Monday, March 28, 2011
I'll preface this post by telling you honestly that I'm not one of those cooks who gets something going early in the morning and labors over it all day. However, Doug and I were fascinated by a bulk bin of dried beans at the market last week, so we decided to get a few pounds and make bean soup. How gorgeous are all those colors?!
The first thing you need to know about bean soup is that if you're using fresh beans, you do not need to do any presoaking, tearing your hair out the night before, letting things sit in water, etc. If this urban soaking myth was true, rest assured that beans wouldn't be in my pantry.
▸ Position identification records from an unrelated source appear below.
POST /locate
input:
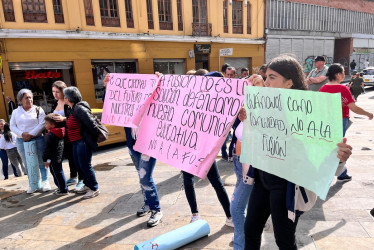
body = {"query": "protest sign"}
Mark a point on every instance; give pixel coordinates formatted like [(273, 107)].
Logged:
[(293, 134), (188, 120), (126, 98)]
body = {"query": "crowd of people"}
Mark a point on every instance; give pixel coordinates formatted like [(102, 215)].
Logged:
[(71, 131)]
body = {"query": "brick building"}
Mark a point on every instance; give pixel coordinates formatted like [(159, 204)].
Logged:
[(340, 30)]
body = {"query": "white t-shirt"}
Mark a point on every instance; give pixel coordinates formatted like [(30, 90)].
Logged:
[(27, 121), (8, 145)]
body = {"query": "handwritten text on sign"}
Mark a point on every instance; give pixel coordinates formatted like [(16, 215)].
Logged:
[(188, 120), (293, 134), (126, 97)]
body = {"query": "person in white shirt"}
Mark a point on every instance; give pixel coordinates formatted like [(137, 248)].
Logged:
[(27, 123), (366, 63), (8, 143)]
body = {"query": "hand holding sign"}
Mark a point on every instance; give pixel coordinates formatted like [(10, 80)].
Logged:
[(291, 134), (127, 96)]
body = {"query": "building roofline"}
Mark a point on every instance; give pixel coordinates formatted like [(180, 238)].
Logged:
[(72, 34)]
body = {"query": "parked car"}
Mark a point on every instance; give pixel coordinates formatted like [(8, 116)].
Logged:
[(116, 133), (368, 76)]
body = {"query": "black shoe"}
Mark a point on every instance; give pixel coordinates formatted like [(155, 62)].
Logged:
[(143, 211), (345, 178), (154, 219)]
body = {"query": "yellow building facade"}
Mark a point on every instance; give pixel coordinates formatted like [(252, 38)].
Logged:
[(77, 41)]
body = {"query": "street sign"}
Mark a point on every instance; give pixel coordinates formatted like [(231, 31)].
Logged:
[(226, 52)]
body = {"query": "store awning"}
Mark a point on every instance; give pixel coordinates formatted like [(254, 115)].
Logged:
[(40, 65)]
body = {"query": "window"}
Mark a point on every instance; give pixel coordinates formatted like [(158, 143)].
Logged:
[(169, 66), (129, 18), (89, 12), (200, 25), (164, 15), (225, 23), (199, 10), (109, 13), (101, 67), (34, 11), (237, 17), (180, 16), (59, 14), (249, 24), (150, 15), (8, 11)]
Rather, making bean soup is prettay, prettay simple.
And let's face it: At a cost of around $4 for a big soup kettle full of hearty soup, this is a protein-rich, soul-warming dinner.
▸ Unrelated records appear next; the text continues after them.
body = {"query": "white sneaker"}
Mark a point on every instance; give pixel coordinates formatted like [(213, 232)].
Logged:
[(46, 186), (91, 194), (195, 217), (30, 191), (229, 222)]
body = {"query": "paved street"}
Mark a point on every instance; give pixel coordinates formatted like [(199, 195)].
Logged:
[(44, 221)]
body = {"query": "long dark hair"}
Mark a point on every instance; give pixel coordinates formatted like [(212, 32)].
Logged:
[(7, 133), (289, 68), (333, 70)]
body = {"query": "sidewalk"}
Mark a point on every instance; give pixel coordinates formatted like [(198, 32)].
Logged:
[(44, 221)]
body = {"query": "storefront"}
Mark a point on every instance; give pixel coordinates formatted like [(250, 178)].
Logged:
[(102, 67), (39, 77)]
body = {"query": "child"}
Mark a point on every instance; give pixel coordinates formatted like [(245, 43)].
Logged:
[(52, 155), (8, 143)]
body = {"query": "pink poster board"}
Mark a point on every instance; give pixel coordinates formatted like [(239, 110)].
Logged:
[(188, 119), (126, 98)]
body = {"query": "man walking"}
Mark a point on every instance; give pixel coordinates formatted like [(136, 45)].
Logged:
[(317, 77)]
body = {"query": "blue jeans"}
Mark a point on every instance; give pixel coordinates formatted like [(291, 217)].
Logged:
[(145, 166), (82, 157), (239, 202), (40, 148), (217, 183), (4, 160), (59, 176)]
2 1/2 lbs. dried beans (we used a mix of beans, but you could use just one if you prefer)
1 whole onion, diced
4 carrots, chopped
4 ribs celery, chopped
4 bay leaves
3 large chicken bouillon squares (those ones that are flat and large, not the perfect square small ones)
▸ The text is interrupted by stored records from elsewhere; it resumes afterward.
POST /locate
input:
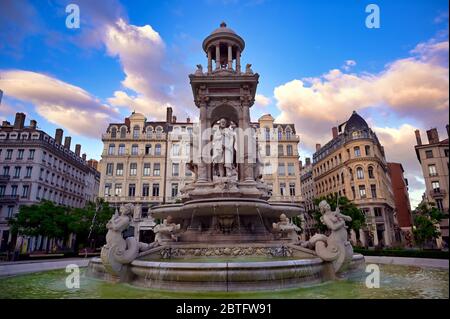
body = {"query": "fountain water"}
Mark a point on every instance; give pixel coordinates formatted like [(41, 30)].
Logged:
[(229, 200)]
Water, salt, and pepper to taste
Rinse and drain the beans, picking through them to look for anything that shouldn't be there. (Not like an elephant is going to hop in your colander, but you know what I mean.) Place beans, vegetables, and bay leaves in a large stockpot with enough water to cover them. Bring to a boil, and then turn down to med-low heat.
Simmer for 1 1/2 to 2 hours on the stove, checking every half hour or so to make sure you don't need more water. When the beans are tender, add bouillon, salt, and pepper to taste. It's important not to add this early on, as the salt in these spices could keep your beans from softening.
When we were satisfied with the taste, we boiled a small kettle of rice so we could put a scoop on top to complete our bean protein. Then we removed the bay leaves and served the soup. I added a little ketchup to my bowl--family tradition. Doug thought that was ridiculous.
But I'll tell you what--this soup is delicious and filling. I couldn't even finish my bowl. Bean soup is something we don't make nearly enough, but it's such a nice addition to our monthly dinner repertoire. The next day, you can heat leftovers up and add a little chicken stock to thin the soup out (if you want).
I think this soup, after thickening overnight, would be a delicious burrito filling with some additional spices added....or great mashed up as refried beans. These are just thoughts. Lots of possibilities!